Soft-skills Abilities a Key Requirement for the Indian Workforce

By Frank-Jürgen Richter

June 16, 2022

Economies are now pushing towards increasing their human capital resource, and possessing technical skills is a vital component to being gainfully employed. Countries across the world are investing heavily on equipping their workforce with knowledge in emerging technologies. Artificial intelligence, data analytics, cyber security, blockchain and the internet of things have become buzzwords in this new age.

Possessing one of these technical skills also makes an individual much sought after in the talent marketplace. Companies are ready to pay handsomely to onboard such talents in their business with the promise of being future-ready in these competitive times.

In this race to be the first in digital competitiveness, many businesses are overlooking the need to sought and develop other much-needed soft-skills capabilities such as leadership and communication. This is one of the topics being covered in our upcoming Horasis India Meeting, to be held on 25-26 September, 2022 in Vietnam. The meeting will bring together 300 of the most senior members of Horasis to inspire India’s future.

India at the Cusp

This cannot be much truer considering India is at the cusp of a major shift in its economy. In a post-budget press conference in February 2022, India’s chief economic advisor said that India’s economy may likely touch $5 trillion by 2025-26 or 2026-27.

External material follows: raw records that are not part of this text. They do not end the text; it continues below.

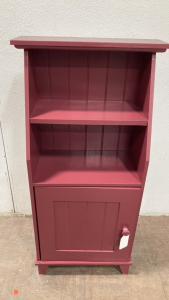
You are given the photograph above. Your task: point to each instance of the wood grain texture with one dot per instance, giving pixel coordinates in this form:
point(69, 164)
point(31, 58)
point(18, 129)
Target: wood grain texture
point(86, 164)
point(85, 224)
point(121, 44)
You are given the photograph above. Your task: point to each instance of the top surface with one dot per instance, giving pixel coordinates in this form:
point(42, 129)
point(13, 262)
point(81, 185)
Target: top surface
point(42, 41)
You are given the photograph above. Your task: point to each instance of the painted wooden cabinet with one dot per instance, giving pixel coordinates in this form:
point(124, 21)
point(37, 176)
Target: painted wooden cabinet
point(88, 127)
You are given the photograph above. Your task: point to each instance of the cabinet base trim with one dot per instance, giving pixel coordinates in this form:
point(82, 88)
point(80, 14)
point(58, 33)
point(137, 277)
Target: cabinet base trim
point(43, 265)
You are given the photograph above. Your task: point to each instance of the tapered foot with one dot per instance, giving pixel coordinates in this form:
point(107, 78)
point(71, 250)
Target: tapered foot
point(42, 269)
point(124, 269)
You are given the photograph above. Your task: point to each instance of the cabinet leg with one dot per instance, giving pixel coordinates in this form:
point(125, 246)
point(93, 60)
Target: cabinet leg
point(42, 269)
point(124, 269)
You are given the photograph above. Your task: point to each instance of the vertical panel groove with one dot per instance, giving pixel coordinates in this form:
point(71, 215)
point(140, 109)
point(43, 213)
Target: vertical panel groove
point(85, 225)
point(102, 139)
point(125, 79)
point(49, 71)
point(88, 67)
point(67, 225)
point(118, 140)
point(104, 218)
point(69, 130)
point(116, 233)
point(53, 137)
point(69, 78)
point(85, 139)
point(107, 77)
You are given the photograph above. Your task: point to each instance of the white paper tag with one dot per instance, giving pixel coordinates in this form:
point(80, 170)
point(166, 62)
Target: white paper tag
point(124, 241)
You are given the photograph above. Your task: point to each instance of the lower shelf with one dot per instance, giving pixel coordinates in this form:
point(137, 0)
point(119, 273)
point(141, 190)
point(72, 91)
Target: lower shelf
point(91, 168)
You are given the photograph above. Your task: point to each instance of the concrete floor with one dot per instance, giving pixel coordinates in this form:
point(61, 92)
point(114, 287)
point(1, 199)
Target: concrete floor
point(148, 277)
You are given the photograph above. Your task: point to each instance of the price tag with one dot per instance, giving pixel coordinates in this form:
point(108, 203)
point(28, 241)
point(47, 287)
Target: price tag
point(124, 241)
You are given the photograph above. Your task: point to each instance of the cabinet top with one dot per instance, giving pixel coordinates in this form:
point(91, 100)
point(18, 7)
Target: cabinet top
point(147, 45)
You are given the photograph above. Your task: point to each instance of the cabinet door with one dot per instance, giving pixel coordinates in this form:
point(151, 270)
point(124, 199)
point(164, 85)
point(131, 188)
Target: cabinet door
point(85, 224)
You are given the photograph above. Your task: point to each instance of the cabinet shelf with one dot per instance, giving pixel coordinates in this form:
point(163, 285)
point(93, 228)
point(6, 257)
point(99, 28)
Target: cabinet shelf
point(53, 111)
point(91, 168)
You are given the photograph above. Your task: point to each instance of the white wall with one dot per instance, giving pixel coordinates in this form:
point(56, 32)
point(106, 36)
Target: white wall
point(6, 203)
point(108, 18)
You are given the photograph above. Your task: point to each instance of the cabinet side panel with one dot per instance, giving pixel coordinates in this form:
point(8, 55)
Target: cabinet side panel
point(133, 69)
point(32, 82)
point(116, 76)
point(97, 75)
point(28, 152)
point(140, 146)
point(143, 96)
point(78, 75)
point(43, 79)
point(59, 70)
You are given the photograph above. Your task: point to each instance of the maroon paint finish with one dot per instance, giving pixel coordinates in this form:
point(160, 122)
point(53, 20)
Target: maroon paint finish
point(85, 223)
point(96, 43)
point(88, 109)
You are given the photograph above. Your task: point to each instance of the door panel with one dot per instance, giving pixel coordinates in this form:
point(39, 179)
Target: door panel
point(85, 223)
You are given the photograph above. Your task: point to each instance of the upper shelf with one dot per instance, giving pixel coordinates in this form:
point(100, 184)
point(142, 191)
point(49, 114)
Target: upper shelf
point(147, 45)
point(53, 111)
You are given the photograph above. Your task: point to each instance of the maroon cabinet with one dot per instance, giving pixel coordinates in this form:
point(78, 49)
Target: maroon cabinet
point(84, 224)
point(88, 127)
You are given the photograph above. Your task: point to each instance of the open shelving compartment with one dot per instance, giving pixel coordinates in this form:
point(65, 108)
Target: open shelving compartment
point(88, 114)
point(89, 87)
point(88, 128)
point(90, 155)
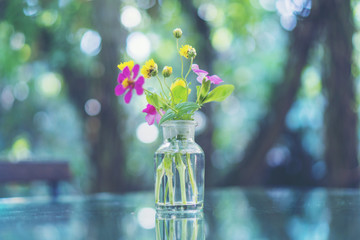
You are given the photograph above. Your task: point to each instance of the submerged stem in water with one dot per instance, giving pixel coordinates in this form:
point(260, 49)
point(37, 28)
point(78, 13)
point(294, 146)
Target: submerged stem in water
point(169, 174)
point(191, 176)
point(181, 169)
point(160, 171)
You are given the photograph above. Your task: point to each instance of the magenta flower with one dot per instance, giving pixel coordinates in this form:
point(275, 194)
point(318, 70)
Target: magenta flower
point(152, 114)
point(127, 82)
point(204, 74)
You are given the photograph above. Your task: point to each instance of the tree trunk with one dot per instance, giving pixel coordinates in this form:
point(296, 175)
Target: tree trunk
point(251, 170)
point(205, 56)
point(108, 151)
point(340, 116)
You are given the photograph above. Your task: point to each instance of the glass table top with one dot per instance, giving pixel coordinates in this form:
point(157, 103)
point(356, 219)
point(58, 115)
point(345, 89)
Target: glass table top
point(232, 213)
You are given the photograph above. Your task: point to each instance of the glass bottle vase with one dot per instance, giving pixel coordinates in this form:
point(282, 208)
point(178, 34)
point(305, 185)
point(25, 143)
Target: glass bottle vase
point(179, 169)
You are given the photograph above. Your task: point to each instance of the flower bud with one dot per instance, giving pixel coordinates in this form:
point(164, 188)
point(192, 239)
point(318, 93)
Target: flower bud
point(154, 72)
point(177, 33)
point(192, 53)
point(167, 71)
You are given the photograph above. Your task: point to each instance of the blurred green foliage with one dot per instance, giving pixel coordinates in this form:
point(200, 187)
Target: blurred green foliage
point(38, 39)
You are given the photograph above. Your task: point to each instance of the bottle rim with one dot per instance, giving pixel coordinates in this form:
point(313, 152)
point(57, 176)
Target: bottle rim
point(171, 123)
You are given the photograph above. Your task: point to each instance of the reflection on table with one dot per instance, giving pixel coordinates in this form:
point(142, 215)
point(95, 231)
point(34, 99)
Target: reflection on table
point(179, 226)
point(228, 214)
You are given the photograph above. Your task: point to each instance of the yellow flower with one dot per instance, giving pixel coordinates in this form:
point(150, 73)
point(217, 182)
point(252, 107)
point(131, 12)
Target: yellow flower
point(129, 64)
point(167, 71)
point(179, 82)
point(149, 69)
point(187, 51)
point(125, 83)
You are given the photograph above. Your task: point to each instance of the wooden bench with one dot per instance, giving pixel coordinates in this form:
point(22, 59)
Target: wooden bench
point(51, 172)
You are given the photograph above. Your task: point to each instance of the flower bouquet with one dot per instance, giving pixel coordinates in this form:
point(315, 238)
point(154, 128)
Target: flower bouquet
point(179, 161)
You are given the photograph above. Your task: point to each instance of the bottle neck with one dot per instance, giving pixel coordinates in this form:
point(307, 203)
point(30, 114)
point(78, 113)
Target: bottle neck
point(179, 130)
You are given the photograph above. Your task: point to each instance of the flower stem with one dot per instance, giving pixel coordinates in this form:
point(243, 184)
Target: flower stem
point(161, 85)
point(172, 96)
point(171, 230)
point(184, 229)
point(159, 175)
point(191, 176)
point(191, 62)
point(181, 169)
point(158, 236)
point(187, 85)
point(182, 64)
point(195, 232)
point(169, 174)
point(163, 101)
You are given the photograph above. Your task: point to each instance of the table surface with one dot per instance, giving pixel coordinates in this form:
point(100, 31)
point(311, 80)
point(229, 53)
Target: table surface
point(231, 213)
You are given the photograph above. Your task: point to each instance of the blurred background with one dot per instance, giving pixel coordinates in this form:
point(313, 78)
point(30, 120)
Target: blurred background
point(291, 121)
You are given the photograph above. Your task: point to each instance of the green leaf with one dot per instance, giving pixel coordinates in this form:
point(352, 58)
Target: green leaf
point(170, 114)
point(179, 93)
point(205, 88)
point(186, 107)
point(154, 99)
point(219, 93)
point(198, 88)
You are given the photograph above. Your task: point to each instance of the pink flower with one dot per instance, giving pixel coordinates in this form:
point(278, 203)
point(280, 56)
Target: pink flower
point(203, 74)
point(152, 114)
point(127, 82)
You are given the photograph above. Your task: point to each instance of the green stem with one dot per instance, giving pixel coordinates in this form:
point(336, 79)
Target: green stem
point(181, 169)
point(169, 174)
point(161, 85)
point(171, 230)
point(187, 85)
point(160, 171)
point(172, 96)
point(191, 62)
point(182, 64)
point(191, 176)
point(164, 102)
point(184, 229)
point(195, 232)
point(158, 236)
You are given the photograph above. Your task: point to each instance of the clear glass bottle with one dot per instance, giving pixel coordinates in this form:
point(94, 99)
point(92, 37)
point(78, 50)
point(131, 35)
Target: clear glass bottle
point(179, 169)
point(180, 226)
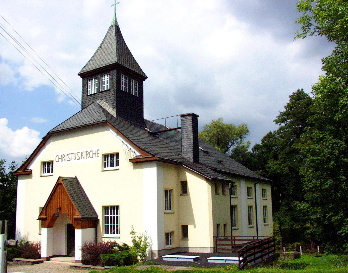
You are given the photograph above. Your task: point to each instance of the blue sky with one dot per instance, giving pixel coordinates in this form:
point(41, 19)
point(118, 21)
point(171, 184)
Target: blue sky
point(218, 58)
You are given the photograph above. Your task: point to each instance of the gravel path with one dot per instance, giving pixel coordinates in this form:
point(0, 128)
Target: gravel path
point(46, 267)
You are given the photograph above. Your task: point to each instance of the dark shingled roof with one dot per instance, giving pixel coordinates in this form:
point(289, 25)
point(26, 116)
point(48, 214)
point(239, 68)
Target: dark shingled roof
point(79, 198)
point(166, 146)
point(113, 50)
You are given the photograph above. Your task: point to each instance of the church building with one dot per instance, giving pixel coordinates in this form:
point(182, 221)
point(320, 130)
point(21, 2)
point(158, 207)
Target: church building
point(107, 170)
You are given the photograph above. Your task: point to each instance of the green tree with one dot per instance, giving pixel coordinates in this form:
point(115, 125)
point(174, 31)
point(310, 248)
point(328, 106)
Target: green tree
point(323, 147)
point(277, 158)
point(8, 193)
point(224, 136)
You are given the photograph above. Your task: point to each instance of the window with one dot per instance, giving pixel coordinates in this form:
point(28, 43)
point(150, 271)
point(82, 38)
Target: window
point(47, 168)
point(223, 188)
point(40, 209)
point(184, 231)
point(234, 216)
point(233, 190)
point(111, 161)
point(124, 83)
point(249, 192)
point(169, 238)
point(168, 196)
point(134, 88)
point(184, 190)
point(217, 230)
point(105, 82)
point(264, 194)
point(250, 215)
point(216, 185)
point(225, 229)
point(265, 214)
point(112, 220)
point(93, 86)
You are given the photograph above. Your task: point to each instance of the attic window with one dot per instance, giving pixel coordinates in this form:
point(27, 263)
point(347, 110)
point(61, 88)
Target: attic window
point(105, 82)
point(204, 151)
point(134, 88)
point(93, 86)
point(124, 83)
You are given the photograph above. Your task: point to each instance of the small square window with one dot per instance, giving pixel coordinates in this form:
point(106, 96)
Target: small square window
point(184, 231)
point(169, 238)
point(47, 168)
point(111, 161)
point(249, 192)
point(184, 189)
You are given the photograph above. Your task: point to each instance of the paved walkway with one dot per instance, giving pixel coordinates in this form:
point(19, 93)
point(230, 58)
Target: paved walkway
point(56, 265)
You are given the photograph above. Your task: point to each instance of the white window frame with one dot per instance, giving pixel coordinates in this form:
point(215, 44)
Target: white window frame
point(134, 87)
point(168, 200)
point(124, 83)
point(265, 214)
point(169, 236)
point(47, 168)
point(184, 232)
point(264, 193)
point(111, 224)
point(250, 216)
point(111, 161)
point(184, 187)
point(105, 82)
point(233, 190)
point(216, 188)
point(249, 192)
point(93, 86)
point(234, 216)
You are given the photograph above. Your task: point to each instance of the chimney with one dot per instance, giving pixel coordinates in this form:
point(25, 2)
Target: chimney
point(189, 137)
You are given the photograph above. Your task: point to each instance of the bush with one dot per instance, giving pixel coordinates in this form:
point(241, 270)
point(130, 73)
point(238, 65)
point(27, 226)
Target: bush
point(91, 251)
point(29, 250)
point(120, 258)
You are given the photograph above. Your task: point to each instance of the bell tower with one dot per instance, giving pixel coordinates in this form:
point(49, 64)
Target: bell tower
point(114, 76)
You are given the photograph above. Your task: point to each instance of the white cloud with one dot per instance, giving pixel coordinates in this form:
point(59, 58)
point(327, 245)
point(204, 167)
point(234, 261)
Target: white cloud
point(7, 75)
point(38, 120)
point(17, 143)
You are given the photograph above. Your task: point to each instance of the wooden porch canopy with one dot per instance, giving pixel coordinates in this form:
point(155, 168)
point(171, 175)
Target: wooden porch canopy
point(68, 197)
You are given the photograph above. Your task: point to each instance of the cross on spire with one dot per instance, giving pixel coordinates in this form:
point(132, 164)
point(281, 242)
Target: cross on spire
point(115, 17)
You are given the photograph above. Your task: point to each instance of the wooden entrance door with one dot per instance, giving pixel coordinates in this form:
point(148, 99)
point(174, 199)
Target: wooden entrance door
point(70, 237)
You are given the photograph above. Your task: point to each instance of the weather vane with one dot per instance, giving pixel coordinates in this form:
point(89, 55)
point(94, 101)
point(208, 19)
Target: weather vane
point(114, 5)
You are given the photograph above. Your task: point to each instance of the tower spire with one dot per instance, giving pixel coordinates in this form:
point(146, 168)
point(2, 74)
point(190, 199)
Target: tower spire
point(114, 21)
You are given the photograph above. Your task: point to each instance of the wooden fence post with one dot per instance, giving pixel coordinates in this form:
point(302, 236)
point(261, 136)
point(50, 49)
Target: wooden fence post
point(3, 263)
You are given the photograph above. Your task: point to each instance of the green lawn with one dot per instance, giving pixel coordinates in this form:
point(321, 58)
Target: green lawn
point(306, 264)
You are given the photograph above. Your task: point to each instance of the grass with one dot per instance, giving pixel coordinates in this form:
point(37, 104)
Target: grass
point(306, 264)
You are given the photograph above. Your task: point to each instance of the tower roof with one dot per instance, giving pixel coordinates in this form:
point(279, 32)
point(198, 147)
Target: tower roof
point(113, 51)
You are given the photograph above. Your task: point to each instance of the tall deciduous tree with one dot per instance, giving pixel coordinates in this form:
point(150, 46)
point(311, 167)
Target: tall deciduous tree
point(277, 158)
point(224, 136)
point(8, 193)
point(324, 145)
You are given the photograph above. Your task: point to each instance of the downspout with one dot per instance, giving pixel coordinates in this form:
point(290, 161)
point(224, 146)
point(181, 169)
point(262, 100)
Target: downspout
point(230, 197)
point(256, 216)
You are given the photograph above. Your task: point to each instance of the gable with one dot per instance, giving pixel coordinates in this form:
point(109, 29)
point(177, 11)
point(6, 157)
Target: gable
point(68, 197)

The country also boasts of a strong startup community. India now boasts of 100 unicorns with a total valuation of $332.7 billion. Just last year, India’s tech startup Freshworks became the first Indian SaaS to get listed on Nasdaq, pushing its market valuation to $13 billion.

But this may quickly turn into a pipedream if the supply side is not addressed. The workforce entering the talent market in the country lack soft skill capabilities, which include cooperation, leadership, pro-activeness and empathy. Most institutes seldom educate their students on these significant parameters, further pushing the cost and time for individuals to become employed. 

Being well-versed with technical and domain knowledge is not enough. The ability to effectively interact and manage both internal and external teams, along with effective client management, stem from core soft skills. These are capabilities that will continue to be in demand among employers.

India’s Push to Become an Export Hub

In a video conference addressing the Indian business community abroad, India’s Prime Minister Narendra Modi said, “Local Goes Global – Make in India for the World”. He has urged the global Indian business community to develop foreign markets for India-made goods. “This is the time for us to establish a new identity of quality and reliability. We have to try that there is a natural demand for high value-added products of India in every nook and corner of the world,” he said.

A promising signal for Indian businesses. But are they ready to leverage this opportunity? There still lies significant areas which need addressing. First is the need for a quick export-import clearance. To be part of the global value chain (GVC)in manufacturing, India will need to excel at just-in-time production and supply chain. India’s contribution to products manufactured through GVC is very less. Its share in high-margin commodities such as integrated circuits is 0.01%, mobiles is 0.19% and LCDs is 0.04%.

Another is the lack of better customs and border infrastructure. It is 15% to 20% cheaper for Indian firms to trade with businesses in Brazil or Germany than with its neighbor Bangladesh. A truck carrying goods need an average of 138 hours to cross the border between India and Bangladesh. What further aggravates the situation is the inability of freight trucks to cross the border. Trucks coming from India will need to unload all the shipments on to Bangladeshi trucks and vice versa. This process alone consumes 28 hours.

These processes are both time consuming and costly. This also further impacts the cost of the goods, eventually affecting consumers’ spending power.

Way Ahead

Strengthening foreign investment strategy alone may not yield desired results. Businesses should also join the bandwagon by pushing for upskilling its workforce in soft skills. There’s much work pending, and as the Indian government works on developing favorable policies to upgrade its export capabilities, Indian firms too, will need to start investing in upskilling its workforce in soft-skill capabilities, such as being adept in learning foreign languages, effective leadership and communication prowess.

Institutes and coaching/mentor centers present a viable opportunity for developing and enhancing soft skill capabilities among the new workforce entering the market. Educational institutes will need to include soft skills as part of the curriculum, which is regularly updated and adheres to industry standards. Similarly, the Indian government and the business diaspora will need to start initiating the need and awareness around soft-skills development.

As the government continues to do its bit, it is critical to understand that this is not an area for the government to develop alone. Only with a collective approach can India realize its vision of becoming Asia’s export hub.